Mine detectionVallon showcases innovative mine detector

Published 11 March 2011

German company Vallon unveiled its latest mine detection system; one of its advantages is that it can detect mines made with no metal parts (the device can detect metal-free particles at a depth of 40 cm, and metal objects at greater depths); the UN is already deploying the device in mine-clearance operations in thirty countries

Technician operating a Minehound VMR2 // Source: cobham.com

Founded in 1965, Germany-based Vallon, a global operator and producer of mine sensors and ferrous locators (UXO bomb locators), will be showcasing its MINEHOUND VMR2 dual mine detector to partners in Azerbaijan.

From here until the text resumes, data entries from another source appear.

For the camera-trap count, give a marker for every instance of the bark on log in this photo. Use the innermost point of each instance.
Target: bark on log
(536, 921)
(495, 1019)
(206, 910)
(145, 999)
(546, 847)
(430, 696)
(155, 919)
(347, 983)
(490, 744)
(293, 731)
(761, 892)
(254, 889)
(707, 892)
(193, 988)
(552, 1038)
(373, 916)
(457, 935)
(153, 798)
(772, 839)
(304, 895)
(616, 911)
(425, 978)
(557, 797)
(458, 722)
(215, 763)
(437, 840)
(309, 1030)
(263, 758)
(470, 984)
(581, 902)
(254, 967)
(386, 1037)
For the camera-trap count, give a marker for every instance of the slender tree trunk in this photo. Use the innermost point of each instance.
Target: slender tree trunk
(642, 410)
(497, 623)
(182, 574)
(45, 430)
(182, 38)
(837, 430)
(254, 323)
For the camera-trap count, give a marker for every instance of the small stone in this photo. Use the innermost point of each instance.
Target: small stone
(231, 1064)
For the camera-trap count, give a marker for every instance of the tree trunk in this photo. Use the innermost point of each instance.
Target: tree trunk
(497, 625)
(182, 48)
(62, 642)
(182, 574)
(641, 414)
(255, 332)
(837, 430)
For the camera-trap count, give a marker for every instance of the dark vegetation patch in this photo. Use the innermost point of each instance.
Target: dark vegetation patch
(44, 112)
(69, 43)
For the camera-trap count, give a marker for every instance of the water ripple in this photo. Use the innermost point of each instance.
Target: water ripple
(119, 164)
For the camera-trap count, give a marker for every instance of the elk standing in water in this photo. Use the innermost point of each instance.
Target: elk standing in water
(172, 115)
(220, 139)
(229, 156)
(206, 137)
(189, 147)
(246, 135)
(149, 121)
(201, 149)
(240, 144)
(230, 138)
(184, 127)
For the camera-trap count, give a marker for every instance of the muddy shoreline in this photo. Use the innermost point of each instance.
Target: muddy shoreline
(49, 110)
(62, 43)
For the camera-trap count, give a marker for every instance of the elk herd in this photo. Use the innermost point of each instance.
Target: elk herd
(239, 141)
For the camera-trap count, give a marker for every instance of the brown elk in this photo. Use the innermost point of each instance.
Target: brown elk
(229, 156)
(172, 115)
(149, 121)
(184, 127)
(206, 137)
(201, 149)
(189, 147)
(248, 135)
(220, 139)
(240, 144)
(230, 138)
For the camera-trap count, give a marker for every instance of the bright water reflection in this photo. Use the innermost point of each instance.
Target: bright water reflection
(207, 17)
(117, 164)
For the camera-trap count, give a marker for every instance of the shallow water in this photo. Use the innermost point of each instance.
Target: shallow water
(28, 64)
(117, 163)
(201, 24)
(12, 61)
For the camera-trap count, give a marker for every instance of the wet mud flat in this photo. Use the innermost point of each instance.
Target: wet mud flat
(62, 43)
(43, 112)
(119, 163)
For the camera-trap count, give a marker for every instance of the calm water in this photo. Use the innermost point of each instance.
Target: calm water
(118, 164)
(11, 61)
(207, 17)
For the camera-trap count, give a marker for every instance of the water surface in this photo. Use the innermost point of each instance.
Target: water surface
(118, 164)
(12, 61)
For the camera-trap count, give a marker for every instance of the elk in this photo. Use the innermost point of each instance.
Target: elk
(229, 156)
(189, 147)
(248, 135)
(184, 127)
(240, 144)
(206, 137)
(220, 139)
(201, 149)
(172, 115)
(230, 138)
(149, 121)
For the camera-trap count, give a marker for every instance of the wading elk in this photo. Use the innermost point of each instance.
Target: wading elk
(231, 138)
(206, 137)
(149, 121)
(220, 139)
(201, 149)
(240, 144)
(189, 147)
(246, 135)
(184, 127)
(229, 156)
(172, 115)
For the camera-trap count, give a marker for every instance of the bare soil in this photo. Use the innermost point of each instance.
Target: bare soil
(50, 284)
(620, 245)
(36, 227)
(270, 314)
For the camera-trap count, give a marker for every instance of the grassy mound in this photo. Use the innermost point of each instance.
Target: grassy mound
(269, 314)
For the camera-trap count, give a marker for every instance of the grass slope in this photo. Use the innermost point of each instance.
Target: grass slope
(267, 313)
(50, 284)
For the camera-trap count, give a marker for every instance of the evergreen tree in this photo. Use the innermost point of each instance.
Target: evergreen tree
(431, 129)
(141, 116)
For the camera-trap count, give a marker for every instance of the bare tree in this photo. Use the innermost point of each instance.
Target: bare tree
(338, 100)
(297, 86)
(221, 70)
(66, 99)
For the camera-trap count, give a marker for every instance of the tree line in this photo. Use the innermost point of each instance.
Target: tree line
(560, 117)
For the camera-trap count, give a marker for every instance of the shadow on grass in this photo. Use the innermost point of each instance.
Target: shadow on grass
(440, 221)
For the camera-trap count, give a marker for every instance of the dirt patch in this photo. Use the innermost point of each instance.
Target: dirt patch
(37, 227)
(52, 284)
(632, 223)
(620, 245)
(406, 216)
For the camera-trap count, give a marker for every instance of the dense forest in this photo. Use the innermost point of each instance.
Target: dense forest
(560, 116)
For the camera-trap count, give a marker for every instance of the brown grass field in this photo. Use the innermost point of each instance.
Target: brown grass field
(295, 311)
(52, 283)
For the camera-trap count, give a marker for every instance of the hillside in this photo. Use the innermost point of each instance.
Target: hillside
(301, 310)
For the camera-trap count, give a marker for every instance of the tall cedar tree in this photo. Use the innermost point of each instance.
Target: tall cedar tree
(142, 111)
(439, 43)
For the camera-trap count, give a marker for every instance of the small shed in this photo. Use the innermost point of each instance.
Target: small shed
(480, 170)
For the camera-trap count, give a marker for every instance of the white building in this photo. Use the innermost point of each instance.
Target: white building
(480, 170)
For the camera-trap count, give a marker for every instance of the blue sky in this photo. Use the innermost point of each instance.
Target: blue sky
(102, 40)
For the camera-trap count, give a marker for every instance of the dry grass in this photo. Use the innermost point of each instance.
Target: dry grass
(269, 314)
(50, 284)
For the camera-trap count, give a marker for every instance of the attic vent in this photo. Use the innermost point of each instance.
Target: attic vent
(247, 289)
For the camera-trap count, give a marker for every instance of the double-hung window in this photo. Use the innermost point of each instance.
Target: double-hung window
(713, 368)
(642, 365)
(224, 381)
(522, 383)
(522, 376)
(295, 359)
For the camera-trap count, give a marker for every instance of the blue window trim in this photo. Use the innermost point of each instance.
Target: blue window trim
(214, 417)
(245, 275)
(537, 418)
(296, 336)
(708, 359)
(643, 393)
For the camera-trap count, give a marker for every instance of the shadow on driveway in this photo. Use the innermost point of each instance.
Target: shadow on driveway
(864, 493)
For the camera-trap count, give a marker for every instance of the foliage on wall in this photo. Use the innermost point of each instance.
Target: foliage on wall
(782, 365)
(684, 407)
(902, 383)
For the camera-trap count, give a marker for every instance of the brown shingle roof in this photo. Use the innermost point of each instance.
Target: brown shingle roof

The device was exhibited at the IDEX 2011, International Defense Exhibition, held in Abu Dhabi. The 5-day event had over 60,000 visitors, 1,060 exhibitors from 52 countries, 49 participants in the First-Time Exhibitor Zone, and attendance from over 100 official delegations. Four naval ships from the UAE, United Kingdom, and France took part while military bands from New Zealand, Australia, and the UAE performed in the daily opening ceremonies rerun.

According to Michael Wieder, sales manager at Vallon, the device has multiple features. The company provided the device to various global mine-clearing companies using mine sensors, including its Azerbaijani partner. The U.S. Navy has also shown an interest in procuring the device.

The device’s electromagnetic induction device (EMI) and ground penetrating radar (GPR) allow for the detection of metal and metal-free objects. Each detector weighs approximately eight pounds and uses rechargeable lithium polymer cells, or an optional power supply of 4 D-size batteries. VMR2 is one of many detection devices offered by Vallon.

According to Alex Donnison, sales manager, Cobham Technical Services, the device was offered along with the Cobham ground penetrating radar. It has dual transmitters and can detect metal-free particles at a depth of 40 cm, and metal objects at greater depths. The Azerbaijan National Agency for Mine Actions, an assembly of fourteen UN department, agencies, and programs that provides demining and mine-risk education to thirty countries and three territories, is currently deploying the sensors in mine-clearance operations.